Ministers are warned to start playing FF 'at its own game'
Fine Gael ministers have been told to start playing Fianna Fáil "at its own game" amid growing expectation that an election is on the horizon.
A private gathering of senior and junior ministers from the main Government party heard rallying calls from senior figures who urged colleagues to lay the groundwork for a return to power.
Particular notice was taken of how prepared ministers are to put themselves forward for interviews on the national airwaves.
A "rough and ready" league table of broadcast appearances was read out by one of the Taoiseach's senior officials in a bid to show how some ministers are dodging the limelight.
The meeting of ministers is now a monthly event at the behest of Taoiseach Leo Varadkar.
Sources claimed that there were two stand-out contributions from Finance Minister Paschal Donohoe and Junior Housing Minister Damien English.
Mr Donohoe, who topped the list of media performers, said colleagues had to stop complaining about media coverage and set their own agenda.
"It was classic Paschal," said a source.
"He said it's up to us to create our own good fortune and the work done now will be what we can reference in the future."
Mr English, who is at the centre of the housing crisis with Housing Minister Eoghan Murphy, was described as making a particularly strong contribution during the meeting.
Sources say a number of minister raised concerns that Fianna Fáil is starting to get ahead on the ground and in some press coverage.
"Damien said Fine Gael needs to be out playing Fianna Fáil at its own game. We need to be pushing ourselves now," a minister said.
Sources say there was no direct conversation about an imminent general election but there was a "general awareness" that they need to be ready.
Mr Varadkar and one of his officials spoke briefly "but pointedly" about Fine Gael's potential coalition partners in a new government.
He warned that all talk of working with Sinn Féin was to be dropped as "it's not going to happen".
The comments were interpreted as a slap down of Minister for Older People Jim Daly who recently said he had "no ideological objection" to Sinn Féin in government.
Mr Varadkar did not reference those comments directly, but ministers present said it was "obvious" what he was talking about.
Mr Daly did not speak about his recent 'Hot Press' interview, but is understood to have spoken on other issues.
Separately Mr Varadkar is now also organising weekly briefing meetings for backbench TDs and senators where they will told about decisions taken at Cabinet.

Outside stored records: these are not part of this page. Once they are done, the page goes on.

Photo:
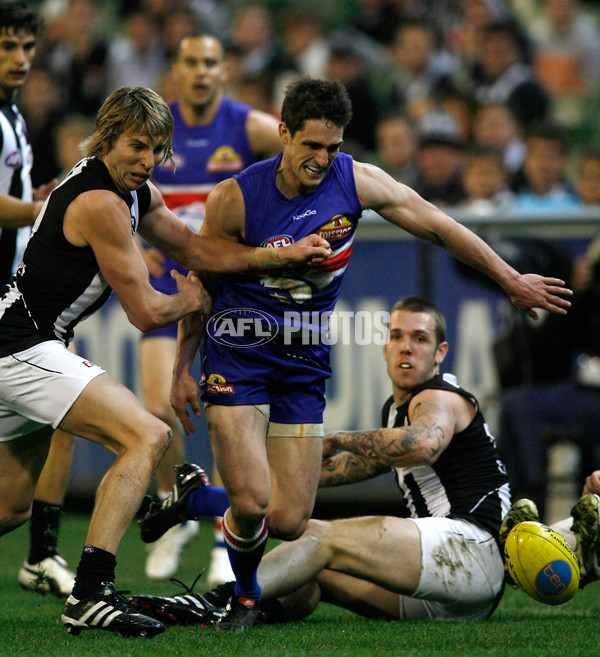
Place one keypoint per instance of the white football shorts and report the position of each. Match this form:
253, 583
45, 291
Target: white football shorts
38, 386
462, 572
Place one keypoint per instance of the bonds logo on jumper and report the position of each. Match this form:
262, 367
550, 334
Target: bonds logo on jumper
224, 159
14, 160
242, 328
279, 240
308, 213
217, 383
336, 229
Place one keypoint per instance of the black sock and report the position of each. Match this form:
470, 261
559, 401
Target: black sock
43, 530
96, 567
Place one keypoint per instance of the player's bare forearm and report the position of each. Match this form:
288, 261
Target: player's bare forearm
190, 330
401, 447
526, 291
347, 468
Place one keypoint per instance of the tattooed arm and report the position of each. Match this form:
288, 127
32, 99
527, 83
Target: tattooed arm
347, 468
435, 416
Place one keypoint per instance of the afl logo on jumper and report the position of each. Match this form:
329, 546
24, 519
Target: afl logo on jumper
279, 240
217, 383
335, 229
14, 160
224, 159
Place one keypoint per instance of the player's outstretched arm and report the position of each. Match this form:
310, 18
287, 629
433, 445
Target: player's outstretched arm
402, 206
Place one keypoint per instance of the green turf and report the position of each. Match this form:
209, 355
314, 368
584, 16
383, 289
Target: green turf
30, 624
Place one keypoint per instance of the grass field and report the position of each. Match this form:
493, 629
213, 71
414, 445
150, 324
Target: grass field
30, 624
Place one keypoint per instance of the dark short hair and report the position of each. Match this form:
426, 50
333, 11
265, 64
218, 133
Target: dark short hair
198, 34
18, 15
311, 98
420, 305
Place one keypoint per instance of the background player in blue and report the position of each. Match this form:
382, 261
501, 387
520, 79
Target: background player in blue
214, 138
264, 404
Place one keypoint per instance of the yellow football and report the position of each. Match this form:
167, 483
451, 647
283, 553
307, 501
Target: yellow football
541, 563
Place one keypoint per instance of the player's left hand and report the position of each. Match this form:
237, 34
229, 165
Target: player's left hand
531, 291
310, 250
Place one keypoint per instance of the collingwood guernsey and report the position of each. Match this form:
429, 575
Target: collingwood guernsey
467, 481
58, 284
16, 160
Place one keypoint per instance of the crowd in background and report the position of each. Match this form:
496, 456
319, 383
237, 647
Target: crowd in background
481, 104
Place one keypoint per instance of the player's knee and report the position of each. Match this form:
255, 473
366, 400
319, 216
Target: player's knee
287, 524
248, 508
157, 439
161, 410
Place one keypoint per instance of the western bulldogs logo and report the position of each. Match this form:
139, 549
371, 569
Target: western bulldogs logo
336, 229
279, 240
217, 384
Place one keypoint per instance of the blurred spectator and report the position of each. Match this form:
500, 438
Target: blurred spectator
419, 68
256, 92
396, 146
461, 106
485, 181
378, 19
176, 24
304, 40
495, 125
346, 65
137, 57
588, 177
79, 60
546, 188
502, 76
40, 102
567, 43
464, 37
252, 31
69, 134
440, 160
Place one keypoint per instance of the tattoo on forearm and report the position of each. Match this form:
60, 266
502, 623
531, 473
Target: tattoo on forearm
349, 468
418, 443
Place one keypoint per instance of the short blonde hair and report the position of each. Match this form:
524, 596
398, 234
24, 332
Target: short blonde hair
131, 109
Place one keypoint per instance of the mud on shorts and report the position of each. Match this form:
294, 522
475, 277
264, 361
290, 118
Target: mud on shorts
38, 386
462, 572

Every Tuesday they will be invited to an "information briefing" where officials will take them through what was discussed at that Cabinet meeting and the outcomes.
A source said this is part of Mr Varadkar's efforts to be more inclusive and keep everybody in the party up to speed on the Government's work. It will also inform their interactions with local and national media.
The meeting is in addition to normal parliamentary party meetings on Wednesdays.